Antes que pudesse dizer qualquer outra coisa, senti seus braços se enrolarem por volta do meu corpo me trazendo depois de muito tempo conforto, não que eu não sentisse com a minha vó, mas foi bom ter alguém que não estivesse passando pelo sentimento que eu. Sempre me segurei para que ela pudesse passar pelo seu luto. Acho que foi muito mais difícil para ela, nós sempre conseguimos nos imaginar perdendo nossos pais em algum momento da vida, por mais que seja doloroso, mas nunca ninguém pensa isso sobre o próprio filho e filha, seria egoísmo eu por todo meu sentimento a cima do dela.

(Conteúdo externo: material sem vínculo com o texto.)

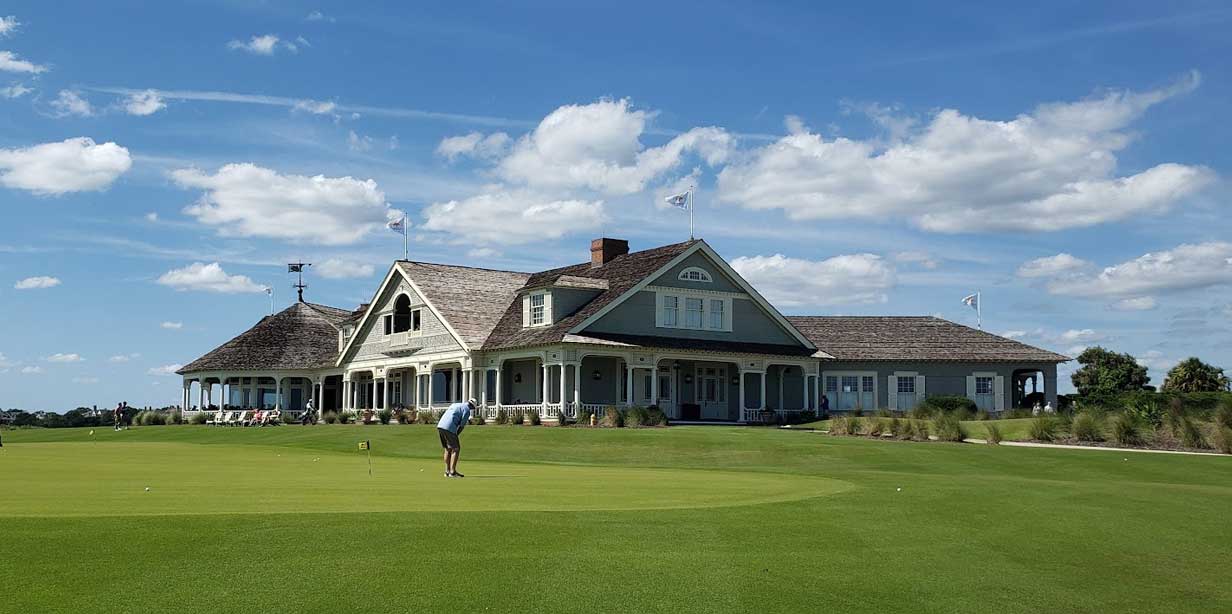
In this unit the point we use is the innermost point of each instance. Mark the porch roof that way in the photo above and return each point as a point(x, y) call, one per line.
point(909, 338)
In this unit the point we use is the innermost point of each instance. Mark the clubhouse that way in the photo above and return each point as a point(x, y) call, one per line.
point(673, 326)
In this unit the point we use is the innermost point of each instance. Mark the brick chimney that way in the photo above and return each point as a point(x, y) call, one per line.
point(604, 250)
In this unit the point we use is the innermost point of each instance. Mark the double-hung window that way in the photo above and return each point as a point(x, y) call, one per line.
point(693, 312)
point(670, 311)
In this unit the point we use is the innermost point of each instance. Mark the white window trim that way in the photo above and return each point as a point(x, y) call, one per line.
point(706, 278)
point(683, 311)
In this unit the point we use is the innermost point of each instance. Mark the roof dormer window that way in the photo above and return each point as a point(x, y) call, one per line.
point(695, 274)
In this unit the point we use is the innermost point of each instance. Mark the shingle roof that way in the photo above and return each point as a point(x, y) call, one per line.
point(303, 335)
point(471, 300)
point(913, 338)
point(621, 274)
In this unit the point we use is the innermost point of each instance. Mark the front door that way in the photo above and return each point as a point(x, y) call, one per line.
point(712, 392)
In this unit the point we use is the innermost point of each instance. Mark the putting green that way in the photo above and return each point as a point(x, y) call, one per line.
point(75, 480)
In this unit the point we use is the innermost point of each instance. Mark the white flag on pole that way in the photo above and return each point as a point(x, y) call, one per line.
point(398, 226)
point(679, 201)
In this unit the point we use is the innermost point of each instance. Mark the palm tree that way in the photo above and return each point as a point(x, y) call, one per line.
point(1193, 375)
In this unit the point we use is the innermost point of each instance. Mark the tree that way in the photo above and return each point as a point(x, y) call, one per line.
point(1105, 371)
point(1193, 375)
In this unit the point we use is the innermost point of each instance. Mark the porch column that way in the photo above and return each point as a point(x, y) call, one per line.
point(628, 384)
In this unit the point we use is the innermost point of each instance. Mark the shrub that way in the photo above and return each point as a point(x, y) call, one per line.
point(1126, 429)
point(1087, 427)
point(949, 427)
point(612, 418)
point(1222, 439)
point(584, 417)
point(1044, 428)
point(993, 430)
point(949, 403)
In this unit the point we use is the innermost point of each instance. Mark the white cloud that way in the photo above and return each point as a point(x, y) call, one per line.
point(357, 142)
point(70, 102)
point(72, 165)
point(513, 217)
point(473, 144)
point(316, 106)
point(598, 147)
point(164, 371)
point(798, 282)
point(9, 25)
point(341, 268)
point(245, 200)
point(208, 278)
point(38, 282)
point(263, 45)
point(1135, 284)
point(1051, 266)
point(144, 102)
point(15, 91)
point(1046, 170)
point(11, 63)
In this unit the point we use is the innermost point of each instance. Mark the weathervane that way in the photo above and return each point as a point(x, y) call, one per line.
point(299, 286)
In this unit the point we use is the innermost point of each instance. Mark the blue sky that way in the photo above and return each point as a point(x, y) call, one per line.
point(159, 164)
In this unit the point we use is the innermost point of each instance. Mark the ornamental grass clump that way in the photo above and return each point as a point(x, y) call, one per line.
point(949, 427)
point(1087, 427)
point(1126, 429)
point(1044, 428)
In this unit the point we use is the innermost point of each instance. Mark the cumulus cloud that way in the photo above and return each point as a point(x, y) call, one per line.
point(15, 90)
point(164, 371)
point(245, 200)
point(800, 282)
point(144, 102)
point(38, 282)
point(473, 144)
point(208, 278)
point(1051, 169)
point(598, 147)
point(72, 165)
point(11, 63)
point(70, 102)
point(263, 45)
point(343, 268)
point(513, 217)
point(1135, 284)
point(1051, 266)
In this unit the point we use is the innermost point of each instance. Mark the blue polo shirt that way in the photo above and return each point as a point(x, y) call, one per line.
point(455, 418)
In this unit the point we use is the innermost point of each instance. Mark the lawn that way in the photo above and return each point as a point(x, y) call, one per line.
point(679, 519)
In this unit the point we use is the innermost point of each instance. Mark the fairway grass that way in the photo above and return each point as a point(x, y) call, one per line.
point(678, 520)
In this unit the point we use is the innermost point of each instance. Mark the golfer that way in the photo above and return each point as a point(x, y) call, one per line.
point(450, 427)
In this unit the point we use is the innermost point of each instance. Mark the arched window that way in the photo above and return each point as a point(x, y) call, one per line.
point(695, 274)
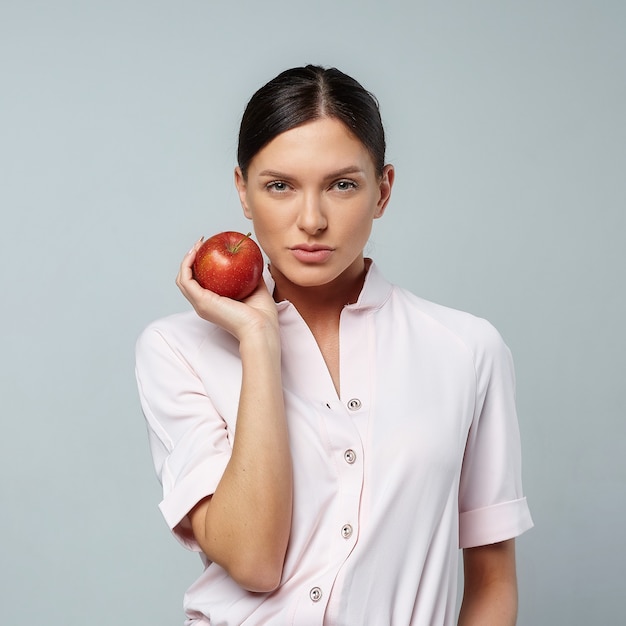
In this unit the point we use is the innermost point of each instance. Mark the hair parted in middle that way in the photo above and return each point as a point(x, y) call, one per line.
point(304, 94)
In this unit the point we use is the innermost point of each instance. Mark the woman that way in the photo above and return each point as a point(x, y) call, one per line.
point(329, 443)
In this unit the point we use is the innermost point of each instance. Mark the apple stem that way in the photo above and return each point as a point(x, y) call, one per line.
point(236, 246)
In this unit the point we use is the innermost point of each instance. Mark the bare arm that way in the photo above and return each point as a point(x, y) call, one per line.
point(244, 526)
point(490, 595)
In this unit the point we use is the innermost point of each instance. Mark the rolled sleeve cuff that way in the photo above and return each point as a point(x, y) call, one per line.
point(494, 523)
point(199, 483)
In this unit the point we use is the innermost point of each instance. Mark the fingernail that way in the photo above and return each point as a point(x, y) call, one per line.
point(196, 244)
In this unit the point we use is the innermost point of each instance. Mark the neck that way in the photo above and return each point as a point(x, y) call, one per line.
point(322, 300)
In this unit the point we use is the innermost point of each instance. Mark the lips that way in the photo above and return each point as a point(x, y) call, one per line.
point(311, 253)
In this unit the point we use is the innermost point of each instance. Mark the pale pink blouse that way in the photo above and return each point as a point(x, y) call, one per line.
point(419, 456)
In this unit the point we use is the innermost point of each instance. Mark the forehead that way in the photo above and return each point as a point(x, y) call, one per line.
point(322, 144)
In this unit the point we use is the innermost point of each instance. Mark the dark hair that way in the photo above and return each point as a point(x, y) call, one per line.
point(304, 94)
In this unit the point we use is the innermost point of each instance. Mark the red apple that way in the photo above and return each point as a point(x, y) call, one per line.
point(230, 264)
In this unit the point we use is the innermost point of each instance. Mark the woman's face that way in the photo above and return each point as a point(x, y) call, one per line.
point(312, 194)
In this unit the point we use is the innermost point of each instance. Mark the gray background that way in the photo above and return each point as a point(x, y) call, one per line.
point(506, 123)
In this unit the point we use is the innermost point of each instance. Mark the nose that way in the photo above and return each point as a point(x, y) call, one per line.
point(311, 215)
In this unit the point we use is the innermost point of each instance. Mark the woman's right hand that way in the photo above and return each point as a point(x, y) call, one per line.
point(256, 312)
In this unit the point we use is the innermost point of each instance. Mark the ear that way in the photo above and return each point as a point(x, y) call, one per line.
point(242, 190)
point(384, 186)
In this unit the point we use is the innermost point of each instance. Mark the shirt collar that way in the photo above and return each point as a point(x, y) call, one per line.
point(376, 289)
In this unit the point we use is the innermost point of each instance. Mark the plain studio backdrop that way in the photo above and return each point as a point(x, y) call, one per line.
point(506, 123)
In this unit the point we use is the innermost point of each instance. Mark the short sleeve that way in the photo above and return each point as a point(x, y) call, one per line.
point(189, 440)
point(492, 506)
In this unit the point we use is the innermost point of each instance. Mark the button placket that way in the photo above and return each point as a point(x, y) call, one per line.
point(354, 404)
point(315, 594)
point(346, 531)
point(349, 456)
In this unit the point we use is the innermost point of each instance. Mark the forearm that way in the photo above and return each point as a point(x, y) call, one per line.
point(494, 605)
point(246, 525)
point(490, 593)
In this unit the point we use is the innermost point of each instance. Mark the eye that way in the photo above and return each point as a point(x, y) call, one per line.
point(345, 185)
point(277, 186)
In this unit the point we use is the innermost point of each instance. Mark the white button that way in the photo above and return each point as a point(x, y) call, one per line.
point(354, 404)
point(315, 594)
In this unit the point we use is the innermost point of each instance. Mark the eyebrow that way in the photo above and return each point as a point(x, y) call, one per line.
point(350, 169)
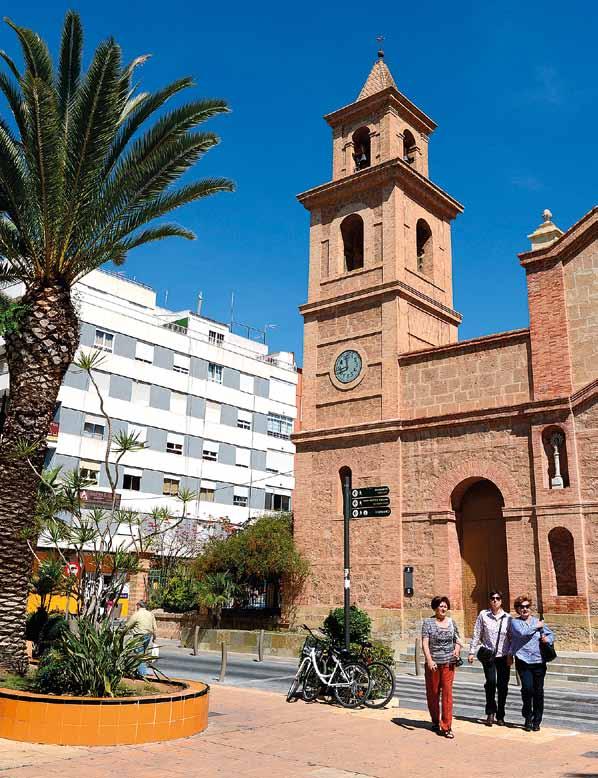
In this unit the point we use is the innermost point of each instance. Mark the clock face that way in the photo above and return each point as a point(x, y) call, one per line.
point(347, 366)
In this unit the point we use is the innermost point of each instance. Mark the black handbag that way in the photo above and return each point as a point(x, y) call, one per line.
point(487, 655)
point(547, 651)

- Obrigada – Cochichei em seu ouvido.

- Não foi nada – Cochichou ainda mais baixo que eu.

Pouco tempo depois ele me levou para casa, não conseguimos conversar muito, até que foi bom, na verdade, a melhor coisa na minha opinião. Já era estranho ter contado para alguém pela primeira vez, por mais que um, um peso pareceu ter saído das minhas costas. Gustav estava sendo bom para mim.